Tim’s vision to get Hagerstown recognized as a racing center began in 1984 when he and Peggy Martin brought in a professional bicycle race — the second professional-status one held in Maryland. Since then, Hagerstown and Washington County have hosted one or two races per season, including stages of the Tour DuPont, the first big professional stage race in the U.S., for three consecutive years. “We’ve had Olympic-caliber and top professional racers participate, including Lance Armstrong during his junior racing status and Greg LeMond,” Tim recalls.

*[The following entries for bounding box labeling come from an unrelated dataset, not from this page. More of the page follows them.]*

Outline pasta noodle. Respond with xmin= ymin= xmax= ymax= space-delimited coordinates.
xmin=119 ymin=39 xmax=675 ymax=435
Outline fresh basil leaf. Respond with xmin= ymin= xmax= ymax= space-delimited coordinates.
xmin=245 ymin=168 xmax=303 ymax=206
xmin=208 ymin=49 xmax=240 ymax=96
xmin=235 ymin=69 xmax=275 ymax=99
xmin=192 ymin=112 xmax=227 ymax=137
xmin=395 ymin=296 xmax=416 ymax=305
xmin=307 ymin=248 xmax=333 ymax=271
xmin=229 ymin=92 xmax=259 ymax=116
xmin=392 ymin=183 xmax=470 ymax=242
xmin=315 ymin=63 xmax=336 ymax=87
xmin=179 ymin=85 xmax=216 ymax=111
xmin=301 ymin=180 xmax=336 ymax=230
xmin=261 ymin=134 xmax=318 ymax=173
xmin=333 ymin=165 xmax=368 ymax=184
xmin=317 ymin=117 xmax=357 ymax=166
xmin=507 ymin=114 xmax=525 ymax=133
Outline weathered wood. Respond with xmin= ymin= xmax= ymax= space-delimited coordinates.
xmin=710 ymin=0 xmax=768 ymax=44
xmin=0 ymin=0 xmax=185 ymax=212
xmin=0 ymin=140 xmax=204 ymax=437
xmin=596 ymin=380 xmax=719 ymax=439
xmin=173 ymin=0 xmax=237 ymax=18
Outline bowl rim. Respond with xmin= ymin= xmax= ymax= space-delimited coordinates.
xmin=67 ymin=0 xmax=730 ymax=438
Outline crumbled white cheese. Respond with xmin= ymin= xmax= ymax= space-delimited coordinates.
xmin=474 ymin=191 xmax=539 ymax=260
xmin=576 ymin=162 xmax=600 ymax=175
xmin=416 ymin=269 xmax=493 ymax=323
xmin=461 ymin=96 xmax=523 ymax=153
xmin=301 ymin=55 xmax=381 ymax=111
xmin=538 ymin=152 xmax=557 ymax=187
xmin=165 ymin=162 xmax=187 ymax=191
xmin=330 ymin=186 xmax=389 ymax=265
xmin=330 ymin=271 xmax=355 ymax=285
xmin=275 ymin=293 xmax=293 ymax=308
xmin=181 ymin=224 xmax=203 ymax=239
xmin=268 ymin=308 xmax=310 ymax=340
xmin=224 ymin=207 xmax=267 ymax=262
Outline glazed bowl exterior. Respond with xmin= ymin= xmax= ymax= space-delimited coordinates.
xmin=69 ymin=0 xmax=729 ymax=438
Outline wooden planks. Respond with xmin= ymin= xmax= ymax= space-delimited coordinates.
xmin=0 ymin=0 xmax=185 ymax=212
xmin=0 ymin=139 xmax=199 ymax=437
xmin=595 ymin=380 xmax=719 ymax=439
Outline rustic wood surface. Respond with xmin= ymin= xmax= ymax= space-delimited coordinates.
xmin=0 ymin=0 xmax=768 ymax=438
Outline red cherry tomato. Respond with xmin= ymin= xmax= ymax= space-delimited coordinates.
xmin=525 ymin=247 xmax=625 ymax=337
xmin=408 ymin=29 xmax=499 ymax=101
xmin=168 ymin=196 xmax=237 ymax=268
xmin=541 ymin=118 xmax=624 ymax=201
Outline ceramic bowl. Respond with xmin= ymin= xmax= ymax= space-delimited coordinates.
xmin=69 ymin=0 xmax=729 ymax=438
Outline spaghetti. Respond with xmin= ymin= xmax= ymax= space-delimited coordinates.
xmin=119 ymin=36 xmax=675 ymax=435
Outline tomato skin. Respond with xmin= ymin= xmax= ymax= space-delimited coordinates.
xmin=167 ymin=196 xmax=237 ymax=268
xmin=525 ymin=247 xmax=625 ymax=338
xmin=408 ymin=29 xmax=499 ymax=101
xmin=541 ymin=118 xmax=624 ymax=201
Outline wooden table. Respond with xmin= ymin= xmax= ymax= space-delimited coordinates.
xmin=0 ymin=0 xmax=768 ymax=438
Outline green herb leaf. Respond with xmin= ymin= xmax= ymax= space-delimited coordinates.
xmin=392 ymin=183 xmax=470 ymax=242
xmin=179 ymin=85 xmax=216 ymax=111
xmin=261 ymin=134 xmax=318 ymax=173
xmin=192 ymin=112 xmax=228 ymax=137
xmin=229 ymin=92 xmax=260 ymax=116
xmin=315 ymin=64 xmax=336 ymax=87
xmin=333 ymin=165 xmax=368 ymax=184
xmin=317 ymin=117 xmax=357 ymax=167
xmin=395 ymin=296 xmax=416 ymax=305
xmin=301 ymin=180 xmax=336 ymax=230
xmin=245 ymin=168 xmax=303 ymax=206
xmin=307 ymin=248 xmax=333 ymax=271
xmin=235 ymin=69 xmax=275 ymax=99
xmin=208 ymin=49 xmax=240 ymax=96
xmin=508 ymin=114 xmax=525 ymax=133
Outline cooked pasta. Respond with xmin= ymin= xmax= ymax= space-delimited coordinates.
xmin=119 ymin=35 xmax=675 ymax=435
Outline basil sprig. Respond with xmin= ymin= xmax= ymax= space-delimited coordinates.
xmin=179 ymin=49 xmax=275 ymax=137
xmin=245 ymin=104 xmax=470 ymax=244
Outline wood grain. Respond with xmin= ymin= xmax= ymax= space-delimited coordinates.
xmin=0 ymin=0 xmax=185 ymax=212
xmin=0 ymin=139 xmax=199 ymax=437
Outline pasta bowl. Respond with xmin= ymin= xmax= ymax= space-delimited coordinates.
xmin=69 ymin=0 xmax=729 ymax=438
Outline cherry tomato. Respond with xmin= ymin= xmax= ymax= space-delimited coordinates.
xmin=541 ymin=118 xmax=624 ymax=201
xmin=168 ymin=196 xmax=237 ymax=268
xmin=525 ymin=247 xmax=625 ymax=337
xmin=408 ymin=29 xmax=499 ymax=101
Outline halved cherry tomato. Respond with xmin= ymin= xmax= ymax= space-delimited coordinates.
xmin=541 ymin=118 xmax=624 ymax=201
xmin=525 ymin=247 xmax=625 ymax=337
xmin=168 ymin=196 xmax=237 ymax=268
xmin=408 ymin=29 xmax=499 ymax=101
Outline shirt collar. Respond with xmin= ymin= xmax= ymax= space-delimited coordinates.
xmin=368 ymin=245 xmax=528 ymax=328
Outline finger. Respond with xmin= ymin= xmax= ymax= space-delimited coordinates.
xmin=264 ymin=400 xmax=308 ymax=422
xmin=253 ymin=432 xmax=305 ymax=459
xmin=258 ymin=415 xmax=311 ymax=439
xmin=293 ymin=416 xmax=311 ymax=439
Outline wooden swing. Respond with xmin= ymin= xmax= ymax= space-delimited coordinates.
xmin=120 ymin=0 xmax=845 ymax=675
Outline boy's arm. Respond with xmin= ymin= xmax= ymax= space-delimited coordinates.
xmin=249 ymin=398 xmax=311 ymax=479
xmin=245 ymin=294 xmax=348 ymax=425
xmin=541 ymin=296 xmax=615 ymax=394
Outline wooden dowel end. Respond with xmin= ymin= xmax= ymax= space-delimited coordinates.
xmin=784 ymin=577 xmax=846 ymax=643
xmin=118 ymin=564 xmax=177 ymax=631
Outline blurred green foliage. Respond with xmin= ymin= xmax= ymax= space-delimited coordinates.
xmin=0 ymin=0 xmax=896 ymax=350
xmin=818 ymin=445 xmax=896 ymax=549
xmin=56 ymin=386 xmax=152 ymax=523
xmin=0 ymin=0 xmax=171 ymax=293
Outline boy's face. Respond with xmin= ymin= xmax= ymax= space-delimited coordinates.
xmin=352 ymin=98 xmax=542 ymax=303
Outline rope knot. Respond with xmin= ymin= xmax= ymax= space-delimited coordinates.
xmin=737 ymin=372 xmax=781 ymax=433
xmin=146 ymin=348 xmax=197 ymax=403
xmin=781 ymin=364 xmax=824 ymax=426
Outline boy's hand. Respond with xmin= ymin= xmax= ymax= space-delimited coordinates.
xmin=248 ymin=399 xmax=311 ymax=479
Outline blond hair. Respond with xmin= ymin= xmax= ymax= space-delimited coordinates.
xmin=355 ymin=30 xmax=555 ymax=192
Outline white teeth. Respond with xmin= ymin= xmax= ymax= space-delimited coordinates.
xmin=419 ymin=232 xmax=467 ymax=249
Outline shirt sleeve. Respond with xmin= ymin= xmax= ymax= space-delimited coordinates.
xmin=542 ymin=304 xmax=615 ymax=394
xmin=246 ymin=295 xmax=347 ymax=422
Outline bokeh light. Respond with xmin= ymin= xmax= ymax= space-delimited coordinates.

The Tour of Washington County in June has become a city bicycling tradition, drawing top cyclists from all over for its City Center Hagerstown Criterium Race, comprised of short-course sprint races for all age brackets. “Washington County is a cycling gem. There’s rolling terrain to the north and south and challenging, elevated terrain to the east head-ing toward Catoctin and west toward Fairview Mountain. Our region has great topography and layout that are quite suited to great cycling events,” shares Joe Jefferson, president of AVC and area director of Amateur Road National Championships for USA Cycling.
Washington County’s bid to host USA Cycling’s 2018 Amateur Road National Championships beat San Diego and Las Vegas, among others. The event will be held July 26–29 throughout Washington County. “This area is filled with proven race courses and offers great logistical amenities. We worked closely with Dan Spedden and HWCCVB to have required resources to win this year’s event,” shares Joe.
Safety & Tolerance: A Two-Way Street
With more bicyclists traveling area roadways, both cyclists and motorists alike need to be aware and respectful toward each other. Motorists by law must allow bicyclists three feet minimum space for safety. “The bottom line is bicyclists have every right to be on the roadways as they are also operating vehicles. Bicyclists — as should motorists — must know and follow traffic laws and obey them at all times,” shares Dick.
“It’s the riders’ responsibility to use good etiquette and maintain smooth control of their bicycle when traveling roadways,” shares Tim. “Oftentimes, drivers get upset when bicyclists do things that don’t make sense.”
“Both motorists and bicyclists are out there together. If we remember that and are aware of each other, it will be safer for all,” concludes Mike.